The State Bank of Vietnam, created in 1951, was the central bank of issue for the DRV, with numerous branches throughout the territory and an extensive agricultural and industrial loan service; in 1976, it became the central bank of the SRV. Foreign exchange is regulated by the Foreign Trade Bank. The Bank for Agricultural Development provides loans to the agricultural and fishing sectors.
Financial chaos became a constant threat during the final years of the RVN. The National Bank of Vietnam (NBV), established in 1954, was the sole authority for issuing notes, controlling credit, and supervising the formation of new banks and changes in banking establishments.
In early May 1975, shortly after the fall of Saigon, the new revolutionary regime announced the temporary closure of all banks in the south, although the RVN piaster continued to circulate as the only legal tender. Two months later, the National Bank of Vietnam was reopened under new management. Stringent regulations were announced to control inflation and limit currency accumulation. All private Vietnamese and foreign banks were closed in 1976. By then, the Hanoi regime had ordered a complete withdrawal from circulation of the RVN currency and its replacement by the dong, in use in the north.
Since the banking reorganization of July 1988, but particularly since 1992, Vietnam has moved to a diversified system in which state-owned joint-stock, joint-venture, and foreign banks provide services to a broader customer base. The first foreign representative bank office arrived in 1989. In 1992, foreign banks were granted permission to open full commercial branches. The government set up the Bank for the Poor in 1995, and gave it the task of lending to "the poor living in underprivileged areas." As of December 1998, in addition to four state-owned commercial banks, there were numerous joint-stock banks, foreign bank branches, joint-venture banks and foreign banks with representative offices. Foreign banks only recognize three of the joint-stock banks as viable partners, however.
The state banks still dominate the system, state enterprises are still the main borrowers, and their lending is still predominantly short-term because of the skewed interest rate structure. These banks are the Bank of Foreign Trade (Vietcombank), the Vietnam Industrial and Commercial Bank (Incombank), the Vietnam Bank for Agriculture and Rural Development (BARD), and the Vietnam Bank for Investment and Development (BIDV).
Two banking decrees, issued in October 1990 and governing respectively commercial banks, credit cooperatives and other financial institutions, and the State Bank, aimed to regulate the financial system more strictly. Credit cooperatives had to be licensed by the State Bank rather than by local People's Committees. The first decree also gave the state commercial banks greater autonomy, and permitted them to compete with each other and to seek capital from sources other than the state. The second decree introduced new instruments through which the State Bank could control the banking sector, including open-market operations and varying reserve requirements and discount rates.

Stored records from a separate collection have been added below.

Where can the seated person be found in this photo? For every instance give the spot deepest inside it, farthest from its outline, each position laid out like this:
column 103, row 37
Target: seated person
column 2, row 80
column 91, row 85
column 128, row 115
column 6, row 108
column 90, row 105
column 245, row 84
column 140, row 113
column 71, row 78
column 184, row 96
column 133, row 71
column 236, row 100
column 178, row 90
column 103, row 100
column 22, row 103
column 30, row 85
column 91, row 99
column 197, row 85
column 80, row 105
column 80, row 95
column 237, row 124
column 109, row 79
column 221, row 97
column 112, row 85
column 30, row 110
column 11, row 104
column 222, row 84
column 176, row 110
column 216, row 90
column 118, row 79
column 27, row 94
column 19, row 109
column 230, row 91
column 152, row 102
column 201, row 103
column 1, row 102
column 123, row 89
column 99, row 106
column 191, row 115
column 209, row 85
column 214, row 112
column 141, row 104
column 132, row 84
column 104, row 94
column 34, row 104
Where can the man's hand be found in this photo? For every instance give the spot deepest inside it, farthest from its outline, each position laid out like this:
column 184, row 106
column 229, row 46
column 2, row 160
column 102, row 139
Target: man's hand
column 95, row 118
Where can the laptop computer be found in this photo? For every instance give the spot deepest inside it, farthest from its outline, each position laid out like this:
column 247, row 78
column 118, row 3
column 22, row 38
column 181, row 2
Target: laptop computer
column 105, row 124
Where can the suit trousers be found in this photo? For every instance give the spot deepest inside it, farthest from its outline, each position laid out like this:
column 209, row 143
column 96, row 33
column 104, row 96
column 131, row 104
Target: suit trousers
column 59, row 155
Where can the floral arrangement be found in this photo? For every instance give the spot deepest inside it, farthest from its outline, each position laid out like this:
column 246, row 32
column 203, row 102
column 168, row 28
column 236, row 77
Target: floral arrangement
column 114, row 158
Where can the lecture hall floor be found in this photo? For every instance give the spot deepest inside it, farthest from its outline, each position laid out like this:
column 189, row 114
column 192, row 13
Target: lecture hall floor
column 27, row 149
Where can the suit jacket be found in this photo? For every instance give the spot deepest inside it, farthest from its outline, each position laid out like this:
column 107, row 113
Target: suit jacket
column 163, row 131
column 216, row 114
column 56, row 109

Despite these changes, the banking system is in poor health. Public confidence in the system remains low. Only 4% of all potential holders of accounts have actually opened one. There were only 10,000 bank accounts in the entire country of 80 million people in 2002. As of 2002, the Vietnam banking system had gained little international confidence, although international audit standards are beginning to be implemented. Loan fraud investigations and low loan liquidity have brought bank finances under scrutiny. The International Monetary Fund reports that in 2001, currency and demand deposits—an aggregate commonly known as M1—were equal to $7.6 billion. In that same year, M2—an aggregate equal to M1 plus savings deposits, small time deposits, and money market mutual funds—was $17.1 billion. The discount rate, the interest rate at which the central bank lends to financial institutions in the short term, was 4.8%.
In July of 2000, the Vietnam Stock Exchange opened its doors for the first time.